Creo recordar la primera vez que lo vi, se mantenía a unos metros de La Diana donde teníamos el tablero de básquet y estábamos en plenas “retas”; Después de un par de horas el perro -como si ya nos hubiera estudiado- se acercó sigilosa y pausadamente, con los ojos y semblante de bondad, un poco encorvado, se apostó a unos metros, alguien le aventó una fritura que comía, a lo que el perro rápidamente la comió, alguien más le aventó otra papita, otro dejó caer un poco del refresco en bolsa que traía al suelo, haciendo un charco para que bebiera, el perro lamió la acera como si quisiera arrancar el sabor líquido dulzoso del asfalto. Ahí ese perro blanco-grisáceo, mestizo, una mezcla de american estanford con alguna otra raza, de pelo medio que lo hacía parecer un oso, comenzó a rondar el barrio, principalmente en las calles Hornedo, Juan de Montoro y Diana. Poco a poco se fue familiarizando con todos, recuerdo cuando seguía a uno de la bolita como a dos metros de distancia, caminaba lento y encorvado. Se incorporó a la reunión y le dije “¿traes compañía?”, moviendo el mentón señalando a su acompañante perruno, a lo que él respondió “¿Quién? ¿El Panda? Es del barrio”. No supe quién lo había bautizado con ese nombre, pero sin duda le quedaba a la perfección, además oficialmente el barrio lo había adoptado.

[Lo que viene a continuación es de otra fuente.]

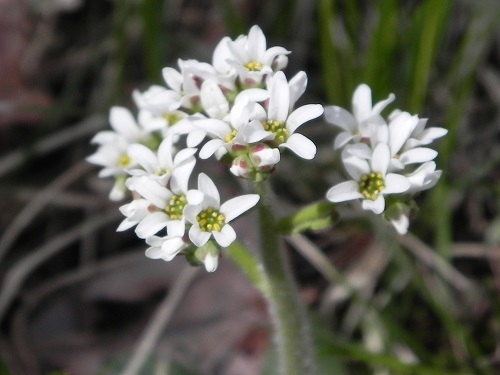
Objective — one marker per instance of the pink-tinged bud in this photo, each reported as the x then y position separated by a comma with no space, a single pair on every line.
238,148
241,167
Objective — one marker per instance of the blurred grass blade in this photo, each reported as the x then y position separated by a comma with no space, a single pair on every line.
430,21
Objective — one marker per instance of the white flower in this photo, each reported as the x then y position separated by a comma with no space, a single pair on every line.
210,218
357,125
112,153
170,206
211,262
424,177
165,248
281,124
236,130
256,162
370,180
249,56
162,164
134,212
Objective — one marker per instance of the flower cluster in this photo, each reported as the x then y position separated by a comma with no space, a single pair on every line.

Dormía en el jardín de Juan de Montoro detrás de las bolerías, pero por la tarde sabía que estaríamos en La Diana cascareando y llegaba; recuerdo la vez que por lo álgido de la reta se calentaron los ánimos y comenzaron a empujarse para iniciar una pelea, se incorporó y dio tres fuertes ladridos y unos pequeños pasos hacia ellos, ladridos que no sonaban amenazantes, ni el semblante era de ataque, sino más bien de desesperación de ver que sus adoptadores entraban en conflicto, no paró hasta que los ánimos se calmaron. Por la noche se dirigía a La Glorieta donde nos juntábamos a platicar, si bien todos lo alimentaban, se ganó fama de canchero, pues no faltó que arrebatara alguna bolsa de carne a una clienta del mercado para darse un festín.
Una vez llegó y se topó con una manada de cuatro o cinco perros callejeros, y su instinto animal emergió, lo vieron y se pusieron en posición de ataque, él se levantó como para estar listo en defender su territorio -fuimos afortunados los que vimos eso como un documental de National Geografic– la manada se acercó lenta, hasta que uno de los perros corrió a atacarlo, los otros perros se sumaron al ataque, el Panda dando giros, ladridos y patadas logró contenerlos e hizo que se fueran en retirada. Eso le generó una fama, pero lamentablemente tuvo consecuencias, ya que dueños de perros “de pelea” lo querían usar como sparring, a todos esos perros los venció, lo que provocó (siempre sospechamos) que uno de esos dueños lo envenenara; un día lo vimos que gruñía y el estómago se le contraía, al día siguiente apareció muerto, todos los de La Diana lo resintieron, creo que hasta lo enterraron. No sé si otros lo recuerdan, pero yo sí.